People who know me even a little bit, know I’m not much of a night owl. After a lifetime on the ranch a few months of shipping starter cattle in the feedyards I am perfectly happy waking up at Stupid-Dark:30 to get a little extra work done. If I’m staying up until 2, or Heaven forbid pulling an all-nighter, it better be the middle of calving season for 100 head of synchronized heifers. College has a strange way of changing these habits, and it doesn’t exactly make me a happy camper.
To be honest I haven’t been sleeping much over the past few weeks. On the bright side, I’ve been sleeping in until 8 on the weekends! (Major lazy for this guy) Between a couple of projects in class, pending exams, and a practically void bank account, I’ve been seeing the wee hours of the morning more often than I care to, ever. If it weren’t for the treadmill in the apartment clubhouse, I’m pretty sure I would have lost my marbles by now.

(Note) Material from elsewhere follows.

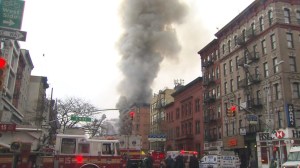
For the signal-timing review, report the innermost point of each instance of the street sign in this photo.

Despite all of this discouraging worry and fretting over nothing, I found myself up until 1 the other night helping my roommate practice for his seminar presentation the next day. I hate being critical of people – not really one to be aggressive – but when I’m helping others critique their work or gain a better understanding of something, I feel…. more comfortable doing it. There’s a bit of adrenaline to it when I’m able to help someone out like that. This reminds me of the many times in undergrad when I could help my classmates study and I got to explain all the problems and scenarios related to cattle production. I guess that’s why classes are all the more frustrating when I feel lost.
Events like this just remind me what it’s like to see others “get” something when I’m able to help them through a problem. I need to get back to doing that.
Just a few thoughts. Let’s hope with Spring comes a few more trips to the pasture. I’m getting major cabin fever being in town every day. I don’t know how people do it.